With narcissists , you can be sure that their self-perception dominates their perception through the need for admiration.
2. Fear of rejection and shame:
People are often afraid to say unpleasant or inappropriate things that can lead to rejection or ridicule. This fear can prevent them from expressing themselves openly or feeling comfortable in social situations. Added to this is the fear of missing out (FOMO) when others seem to be having fun all the time. This leads to a negative mindset.
Hack: Taking Risks
Accept that rejection and shame are part of human life. Be willing to open up and take risks anyway. Often, the worst fears are unrealistic and you might be surprised at how positive the reactions of others can be.
3. Self-doubt and insecurity:
People may doubt their own ability to have interesting conversations and feel insecure about how they come across to others. These self-doubts and insecurities, amplified by inner critics, can increase the fear of small talk. This can then lead to people withdrawing further and further.
Hack: practice a lot
Practice making small-talk consciously, empathetically and authentically and feel comfortable in different social situations (at the bakery, hairdresser, etc.). The more often you expose yourself to such situations, the more confident you become in dealing with them.
4. Philosophy: Fear of the future
Camus: The Absurd
For Camus, the absurd is the contradiction between the human need for meaning and the lack of meaning or purpose in the universe. Thus, Camus claims that the absurd arises because the world does not meet our sensory demands. Or, in Thomas Nagel’s narrative style:
Camus maintains that the absurd arises because the world fails to meet our demands for meaning.
Thomas Nagel: the absurd in us
According to Nagel, however, this juxtaposition conceals an assumption that a different (narrative) world might already live up to our claims. But there is no such world.

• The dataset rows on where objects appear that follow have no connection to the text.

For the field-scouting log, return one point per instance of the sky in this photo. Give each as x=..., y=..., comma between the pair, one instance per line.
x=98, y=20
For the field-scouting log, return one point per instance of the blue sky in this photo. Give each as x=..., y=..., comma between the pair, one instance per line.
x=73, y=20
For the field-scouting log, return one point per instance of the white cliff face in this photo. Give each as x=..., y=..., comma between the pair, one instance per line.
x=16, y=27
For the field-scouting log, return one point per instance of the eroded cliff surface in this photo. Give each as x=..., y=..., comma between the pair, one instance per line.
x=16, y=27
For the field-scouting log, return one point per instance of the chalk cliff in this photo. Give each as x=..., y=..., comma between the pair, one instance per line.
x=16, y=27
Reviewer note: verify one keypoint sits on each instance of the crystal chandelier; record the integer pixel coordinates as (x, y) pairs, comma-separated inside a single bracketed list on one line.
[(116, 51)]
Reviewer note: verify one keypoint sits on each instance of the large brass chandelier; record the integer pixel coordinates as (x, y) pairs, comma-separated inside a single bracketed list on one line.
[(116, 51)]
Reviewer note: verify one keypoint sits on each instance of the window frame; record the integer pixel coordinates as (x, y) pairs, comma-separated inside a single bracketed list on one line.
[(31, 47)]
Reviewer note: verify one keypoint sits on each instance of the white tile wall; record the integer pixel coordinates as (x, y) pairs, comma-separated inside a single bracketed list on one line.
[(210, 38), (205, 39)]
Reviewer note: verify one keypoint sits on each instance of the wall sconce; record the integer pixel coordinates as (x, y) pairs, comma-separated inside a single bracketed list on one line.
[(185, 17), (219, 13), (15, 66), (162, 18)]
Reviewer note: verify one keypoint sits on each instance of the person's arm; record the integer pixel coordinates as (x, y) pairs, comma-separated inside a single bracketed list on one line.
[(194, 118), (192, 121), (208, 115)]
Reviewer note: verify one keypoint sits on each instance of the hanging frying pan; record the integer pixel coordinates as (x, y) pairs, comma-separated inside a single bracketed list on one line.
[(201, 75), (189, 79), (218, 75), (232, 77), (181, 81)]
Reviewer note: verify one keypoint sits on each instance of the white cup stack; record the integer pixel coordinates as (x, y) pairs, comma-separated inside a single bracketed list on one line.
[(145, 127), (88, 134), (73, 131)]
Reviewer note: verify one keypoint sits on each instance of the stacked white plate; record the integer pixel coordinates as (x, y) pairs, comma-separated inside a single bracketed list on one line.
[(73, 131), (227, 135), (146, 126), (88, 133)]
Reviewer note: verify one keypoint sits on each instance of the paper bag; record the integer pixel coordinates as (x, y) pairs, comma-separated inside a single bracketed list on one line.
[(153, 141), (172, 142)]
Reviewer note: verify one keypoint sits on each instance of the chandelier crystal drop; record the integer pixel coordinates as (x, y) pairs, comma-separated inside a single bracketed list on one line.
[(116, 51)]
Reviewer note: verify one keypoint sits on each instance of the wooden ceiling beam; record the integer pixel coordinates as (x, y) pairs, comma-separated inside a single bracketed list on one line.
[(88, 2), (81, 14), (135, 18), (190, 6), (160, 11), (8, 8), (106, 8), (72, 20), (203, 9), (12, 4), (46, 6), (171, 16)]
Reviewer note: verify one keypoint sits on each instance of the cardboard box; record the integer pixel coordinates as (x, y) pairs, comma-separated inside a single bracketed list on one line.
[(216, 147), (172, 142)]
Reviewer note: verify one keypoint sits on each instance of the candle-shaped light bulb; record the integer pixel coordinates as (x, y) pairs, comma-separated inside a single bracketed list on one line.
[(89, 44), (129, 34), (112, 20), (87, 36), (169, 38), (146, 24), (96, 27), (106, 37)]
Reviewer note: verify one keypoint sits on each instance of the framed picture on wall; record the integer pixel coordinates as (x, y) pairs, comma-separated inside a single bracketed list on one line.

Thus, the absurdity of our situation does not arise from a clash between our expectations and the world, but from a clash within ourselves.
Unfortunately, Nagel did not solve the problem, but at most shifted it and turned it into a psychological problem. Camus may have been a little hasty in his juxtaposition of man and world, but he recognized very well that people are control freaks.
Illusory pursuit of security and control
Camus emphasizes that fear of the future often results from our pursuit of security and control. But we have no guarantee that our ideas will come true. This uncertainty can lead to anxiety and anxiety.
Acceptance and living in the here and now
By accepting uncertainty and letting go of the urge to control, we can focus on living in the here and now and experiencing life in all its diversity.
For Camus, the solution is not to suppress or ignore the fear of the future, but to acknowledge it and accept it as part of human existence.
Living in Freedom
By accepting the absurdity of the future, we can free ourselves from the burden of fear and live a life of freedom, courage and vitality.